L’article 2 de la loi modifiée du 28 mars 1972 précitée, invoqué à l’appui de la décision litigieuse, se limite à énoncer des motifs de refus facultatifs, de manière à opérer uniquement une restriction au niveau des possibilités accordées au ministre de la Justice pour refuser une autorisation de séjour, sans pour autant se prononcer sur l’étendue du pouvoir du ministre de la Justice en matière d’octroi d’une autorisation de séjour. En l’espèce, le ministre de la Justice, en ce qu’il a participé à l’élaboration de certaines lignes de conduite destinées à préciser le contenu du cadre légal tracé en matière d’octroi d’une autorisation de séjour pendant une durée déterminée à l’avance à travers les critères publiquement énoncés dans la brochure dite de régularisation, n’a certes pas motivé à suffisance de droit et de fait la décision litigieuse par la seule référence à l’article 2 de la loi modifiée du 28 mars 1972 précitée, faute de préciser les raisons l’ayant amené à ne pas appliquer dans le chef des demandeurs les critères de régularisation publiquement annoncés (cf. Cour adm. 12.11.2002, n° 15102C du rôle, et 25.3.2003, n° 15902C du rôle, non encore publiés). Il n’en reste cependant pas moins que la motivation formellement indiquée à la base de la décision litigieuse a été utilement complétée en cours d’instance contentieuse par le délégué du Gouvernement et qu’il s’est avéré, au vu des pièces versées au dossier administratif, que la demande ayant abouti à la décision litigieuse a été examinée sur base des conditions de régularisation publiées dans la brochure « régularisation » éditée par les ministères du Travail et de l’Emploi, de la Justice, ainsi que de la Famille, de la Solidarité sociale et de la Jeunesse au regard plus particulièrement de l’infirmité de l’enfant ….

Dans le cadre du recours en annulation lui soumis, le tribunal apprécie d’abord si les faits sur lesquels s’appuie la décision litigieuse sont établis à l’exclusion de toute doute.

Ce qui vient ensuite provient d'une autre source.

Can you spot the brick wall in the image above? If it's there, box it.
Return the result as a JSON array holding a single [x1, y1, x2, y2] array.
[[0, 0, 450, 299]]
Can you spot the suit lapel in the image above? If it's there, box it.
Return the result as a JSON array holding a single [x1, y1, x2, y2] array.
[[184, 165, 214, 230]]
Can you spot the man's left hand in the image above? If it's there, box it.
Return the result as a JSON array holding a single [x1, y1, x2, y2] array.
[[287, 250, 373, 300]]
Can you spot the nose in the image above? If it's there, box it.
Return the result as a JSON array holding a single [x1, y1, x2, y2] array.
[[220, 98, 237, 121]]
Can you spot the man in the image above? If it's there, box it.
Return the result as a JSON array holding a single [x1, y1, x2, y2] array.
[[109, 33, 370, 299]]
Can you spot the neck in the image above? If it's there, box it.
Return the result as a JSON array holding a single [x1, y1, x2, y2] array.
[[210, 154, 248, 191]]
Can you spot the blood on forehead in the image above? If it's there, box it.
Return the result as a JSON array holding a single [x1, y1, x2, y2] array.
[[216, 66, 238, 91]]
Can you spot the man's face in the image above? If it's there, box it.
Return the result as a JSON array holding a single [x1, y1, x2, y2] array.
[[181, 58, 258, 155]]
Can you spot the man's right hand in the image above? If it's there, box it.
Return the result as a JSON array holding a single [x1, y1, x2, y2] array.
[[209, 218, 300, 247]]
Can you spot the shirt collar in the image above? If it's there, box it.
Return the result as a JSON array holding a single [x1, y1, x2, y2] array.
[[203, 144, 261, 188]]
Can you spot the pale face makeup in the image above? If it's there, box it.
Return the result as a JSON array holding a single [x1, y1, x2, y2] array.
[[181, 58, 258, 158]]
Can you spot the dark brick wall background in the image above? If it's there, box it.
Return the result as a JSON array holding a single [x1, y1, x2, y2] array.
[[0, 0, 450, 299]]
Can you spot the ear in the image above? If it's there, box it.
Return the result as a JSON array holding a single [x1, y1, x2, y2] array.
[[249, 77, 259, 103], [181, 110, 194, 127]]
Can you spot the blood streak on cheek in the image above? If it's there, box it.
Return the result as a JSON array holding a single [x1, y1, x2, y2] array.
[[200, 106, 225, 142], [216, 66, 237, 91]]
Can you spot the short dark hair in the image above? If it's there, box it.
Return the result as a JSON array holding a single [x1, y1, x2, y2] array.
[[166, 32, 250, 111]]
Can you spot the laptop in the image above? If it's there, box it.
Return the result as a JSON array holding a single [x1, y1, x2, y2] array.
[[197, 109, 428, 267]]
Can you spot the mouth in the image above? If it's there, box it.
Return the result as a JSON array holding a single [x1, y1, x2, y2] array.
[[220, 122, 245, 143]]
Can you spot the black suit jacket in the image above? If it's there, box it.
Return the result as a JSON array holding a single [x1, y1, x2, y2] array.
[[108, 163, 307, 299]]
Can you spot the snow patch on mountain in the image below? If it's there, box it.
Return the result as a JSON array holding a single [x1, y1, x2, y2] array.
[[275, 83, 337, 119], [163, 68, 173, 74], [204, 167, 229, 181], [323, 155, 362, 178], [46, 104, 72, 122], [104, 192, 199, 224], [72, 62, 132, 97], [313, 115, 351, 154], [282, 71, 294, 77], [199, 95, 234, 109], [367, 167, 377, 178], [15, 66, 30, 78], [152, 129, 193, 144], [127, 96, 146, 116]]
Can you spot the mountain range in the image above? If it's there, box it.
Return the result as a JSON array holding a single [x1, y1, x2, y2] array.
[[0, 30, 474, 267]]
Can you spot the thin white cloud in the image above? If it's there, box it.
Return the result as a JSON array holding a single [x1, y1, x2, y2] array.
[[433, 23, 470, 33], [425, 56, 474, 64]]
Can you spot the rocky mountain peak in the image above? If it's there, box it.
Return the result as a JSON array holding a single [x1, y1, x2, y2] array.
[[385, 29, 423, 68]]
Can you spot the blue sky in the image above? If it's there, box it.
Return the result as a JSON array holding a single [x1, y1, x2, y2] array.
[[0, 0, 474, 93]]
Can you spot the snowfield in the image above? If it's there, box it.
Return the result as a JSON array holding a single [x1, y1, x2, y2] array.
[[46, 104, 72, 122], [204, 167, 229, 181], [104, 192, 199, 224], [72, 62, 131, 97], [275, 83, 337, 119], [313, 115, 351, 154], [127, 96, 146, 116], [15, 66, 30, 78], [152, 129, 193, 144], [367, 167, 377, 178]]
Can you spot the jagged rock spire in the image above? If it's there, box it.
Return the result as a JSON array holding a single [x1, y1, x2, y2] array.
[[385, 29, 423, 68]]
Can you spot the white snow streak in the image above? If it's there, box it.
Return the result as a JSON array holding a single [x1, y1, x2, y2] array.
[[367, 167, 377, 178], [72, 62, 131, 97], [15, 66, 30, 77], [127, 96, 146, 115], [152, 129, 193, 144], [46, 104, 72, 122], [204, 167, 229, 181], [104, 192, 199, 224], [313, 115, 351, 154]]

En l’espèce, il est constant à partir des explications fournies en cause par les demandeurs, telles que documentées par différents certificats médicaux versés au dossier, que l’enfant …, né prématurément au septième mois, montre une santé fragile et a fait l’objet d’un suivi médical régulier, qu’il présente un retard d’évolution globale et nécessite une aide spécifique, notamment en orthophonie et en psychomotricité et qu’il bénéficie d’une assistance en classe assurée par un ergothérapeute à raison de 3 heures par semaine.

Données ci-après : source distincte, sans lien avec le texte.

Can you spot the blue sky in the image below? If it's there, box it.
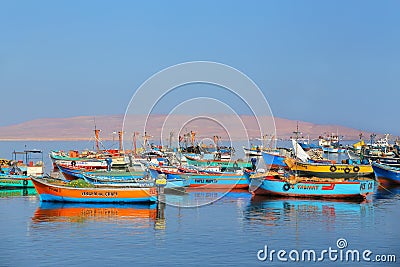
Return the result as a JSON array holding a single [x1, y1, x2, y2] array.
[[0, 0, 400, 135]]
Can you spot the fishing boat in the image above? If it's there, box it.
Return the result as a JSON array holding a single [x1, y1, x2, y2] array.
[[149, 166, 190, 188], [50, 151, 108, 170], [32, 202, 157, 223], [0, 187, 37, 198], [262, 151, 287, 169], [0, 174, 34, 188], [0, 150, 43, 189], [57, 165, 146, 181], [245, 171, 376, 199], [372, 162, 400, 184], [32, 178, 157, 203], [186, 156, 252, 168], [285, 158, 374, 178], [181, 172, 249, 189]]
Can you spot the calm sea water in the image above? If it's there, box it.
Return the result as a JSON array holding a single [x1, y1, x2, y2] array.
[[0, 142, 400, 266]]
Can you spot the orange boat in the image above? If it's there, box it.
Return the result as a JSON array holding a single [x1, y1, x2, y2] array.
[[32, 202, 157, 222], [32, 178, 157, 203]]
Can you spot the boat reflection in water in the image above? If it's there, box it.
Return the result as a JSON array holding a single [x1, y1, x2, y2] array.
[[32, 202, 163, 228], [0, 188, 37, 198], [244, 196, 374, 226]]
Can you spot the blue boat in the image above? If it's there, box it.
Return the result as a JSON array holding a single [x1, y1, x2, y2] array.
[[245, 171, 376, 199], [149, 166, 190, 188], [322, 146, 346, 153], [181, 172, 249, 189], [262, 151, 287, 168], [372, 162, 400, 184]]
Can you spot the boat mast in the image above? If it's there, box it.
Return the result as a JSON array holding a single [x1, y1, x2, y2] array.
[[93, 118, 100, 152]]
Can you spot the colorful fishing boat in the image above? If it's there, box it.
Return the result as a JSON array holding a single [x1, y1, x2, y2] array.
[[285, 158, 374, 178], [82, 174, 155, 187], [181, 172, 249, 189], [186, 155, 252, 168], [148, 166, 190, 188], [372, 162, 400, 184], [57, 165, 147, 181], [0, 174, 34, 188], [246, 172, 376, 199], [262, 152, 287, 169], [32, 178, 157, 203], [0, 187, 37, 198], [32, 202, 157, 223]]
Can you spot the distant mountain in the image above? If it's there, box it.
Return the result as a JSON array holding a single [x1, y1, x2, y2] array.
[[0, 115, 371, 140]]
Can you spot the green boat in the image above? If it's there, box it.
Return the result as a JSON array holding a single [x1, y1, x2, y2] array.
[[0, 174, 34, 188], [185, 156, 252, 168]]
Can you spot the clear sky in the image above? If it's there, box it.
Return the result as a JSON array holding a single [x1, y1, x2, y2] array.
[[0, 0, 400, 135]]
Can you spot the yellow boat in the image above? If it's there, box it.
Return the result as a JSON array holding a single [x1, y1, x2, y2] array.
[[285, 158, 374, 178]]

Dans la mesure où les demandeurs ont ainsi établi que l’enfant … présente des problèmes de santé qui ont été abordés au Luxembourg de manière concertée à travers notamment l’élaboration d’un programme d’éducation différenciée dont l’objectif ne peut raisonnablement pas être atteint à travers des interventions ponctuelles et isolées dans le court terme, force est de constater que la conclusion du médecin de service invoquée par le délégué du Gouvernement à l’appui de la décision litigieuse, eu égard notamment à son caractère succinct et non circonstancié datant de plus de deux ans, est insuffisante pour énerver les indices concordants fournis en cause par les demandeurs tendant à établir une impossibilité de renvoyer l’enfant … dans son pays d’origine sous peine de compromettre sérieusement son état de santé par la mise à néant des efforts d’ores et déjà déployés en vue d’améliorer la situation du garçon concerné.

Il se dégage des considérations qui précèdent que la décision ministérielle déférée encourt l’annulation.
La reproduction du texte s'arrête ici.